What Does It Mean to Fight AI?

In our first ever blog post we mapped out three likely responses to what was then the upcoming generative AI disruption of higher education. We said that some at the university would ignore it, others would fight it, and still others would embrace it. 

Since ChatGPT was launched and that first post, we have been arguing for a critically minded embrace and adaptation to generative AI. But we regularly talk to people whose disposition is to fight these technologies. In this post, we want to explore the logic behind the fight position. Understanding what motivates this disposition and what actual organizational pathways people with this disposition might take. As AI technologies continue to become part of university life, opposition to them will shape not only the conversation and vibe around them but likely the implantation and use of them. 

Generative AI was released at the exact time that many people's adoration of computer technology, such as smartphones and social media, had crested and Big Tech had a political bullseye on it. Facebook, Google, Apple, Amazon, and Microsoft grew to be juggernauts over the past two decades and by 2022 were all facing public skepticism, if not outright hostility. Moreover, governments around the world, including the US, Europe, and elsewhere, were bringing antitrust actions and introducing new regulatory measures in some form against most of these companies. In comes generative AI, unleashing a new disruption to society. It is understandable that tech skepticism might morph into tech nihilism. 

As institutions, universities and the people who work at them are seeking human progress around thinking, writing, reading, and behavior. Therefore, it is no surprise that anti-AI sentiment would grow. Generative AI is demonstrating that universities, and faculty in particular, do not have a monopoly on these skills, goals, and values. We have also argued that part of this resistance is rooted in concerns that AI threatens our jobs and devalues the meaning behind the work that we do. 

When we listen to and speak to faculty and staff, there is a split between those who have strong opinions about authenticity versus inauthenticity. Those who dislike generative AI have a revulsion to its perceived inauthenticity. For example, a student who painstakingly writes a term paper by doing the hard work of reading, thinking, and writing is said to produce something authentically human. Same for the professor writing a handcrafted review of a colleagues’ Retention, Tenure, and Promotion progress. In both cases, authenticity is in the struggle; it is in the work. 

There are additional reasons why people are in the fight camp. There are legitimate concerns about sustainability, privacy, and the power these corporations wield. OpenAI insider Karen Hao’s new book Empire of AI looks to be a genre defining contribution. What we are really interested in is–what does fighting look like right now? Cynically, it is people complaining in meetings and on social media. More substantively, we have seen some interesting tactics and want to speculate about some others. 

First, professors are mobilizing their students. Often, students are the most powerful activists on campus, especially on campuses with low enrollment.

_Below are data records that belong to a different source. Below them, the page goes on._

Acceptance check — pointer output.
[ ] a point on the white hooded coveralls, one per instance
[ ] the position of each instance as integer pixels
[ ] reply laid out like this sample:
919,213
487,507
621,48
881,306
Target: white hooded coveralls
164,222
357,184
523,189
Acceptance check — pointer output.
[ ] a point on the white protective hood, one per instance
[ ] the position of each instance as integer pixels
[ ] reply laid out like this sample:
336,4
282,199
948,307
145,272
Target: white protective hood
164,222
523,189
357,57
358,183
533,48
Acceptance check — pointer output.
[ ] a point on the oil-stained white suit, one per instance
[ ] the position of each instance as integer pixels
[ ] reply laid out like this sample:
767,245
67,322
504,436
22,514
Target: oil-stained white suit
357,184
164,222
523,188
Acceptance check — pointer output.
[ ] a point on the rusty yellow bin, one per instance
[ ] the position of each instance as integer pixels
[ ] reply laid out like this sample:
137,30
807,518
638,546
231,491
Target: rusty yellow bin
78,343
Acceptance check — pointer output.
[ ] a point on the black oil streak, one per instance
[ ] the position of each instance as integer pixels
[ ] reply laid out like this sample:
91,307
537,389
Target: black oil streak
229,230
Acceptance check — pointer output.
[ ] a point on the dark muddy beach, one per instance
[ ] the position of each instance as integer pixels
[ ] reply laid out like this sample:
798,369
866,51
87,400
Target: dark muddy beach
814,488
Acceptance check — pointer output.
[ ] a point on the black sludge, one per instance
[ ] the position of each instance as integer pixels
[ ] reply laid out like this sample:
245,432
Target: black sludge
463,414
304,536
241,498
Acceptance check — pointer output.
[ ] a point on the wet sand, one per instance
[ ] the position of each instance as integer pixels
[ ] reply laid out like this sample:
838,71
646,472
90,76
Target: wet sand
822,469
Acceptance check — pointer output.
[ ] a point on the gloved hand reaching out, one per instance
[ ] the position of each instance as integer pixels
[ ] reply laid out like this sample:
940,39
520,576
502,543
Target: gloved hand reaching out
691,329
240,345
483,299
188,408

Professors are infusing curriculum with critique about AI or at least pointing out some of the issues noted above to their students who are then voicing their concerns to administration.

Second, fighting can be woven into existing frameworks of advocacy. We are part of the California Faculty Association which represents instructional faculty in the CSU. CFA has been extremely vocal and critical about the relationship between the CSU and OpenAI. This has included an allegation of breach of contract and powerful rhetoric about using AI to replace faculty. The CFA does wield power, not just influence, and we may see AI in the next collective bargaining agreement in a contest that resembles the recent writers strike/agreement in Hollywood. 

Third, this is more speculative and not specific to Universities, but we may see industrial sabotage as part of the fight disposition in the future. There is a strong history of this from reactions to the mechanical loom for fear of labor disruption to sabotage of logging and mining operations that threaten the natural world. Recently, we even saw the assassination of a corporate CEO as part of a personal/political agenda. We certainly are not advocating for violence, but we want to point it out as a possibility. 

When we first wrote about the “fight” camp in relation to AI we were mainly thinking about what goes on in the classroom. As we have seen institutional adoption and political evolution we have to acknowledge that the scope of the fight is much bigger than a syllabus policy–these advocacy positions are solidifying across institutions and societies as we come to grips with how this technology works and our relationships with it. 

Nik Janos

Professor of Sociology at California State University, Chico.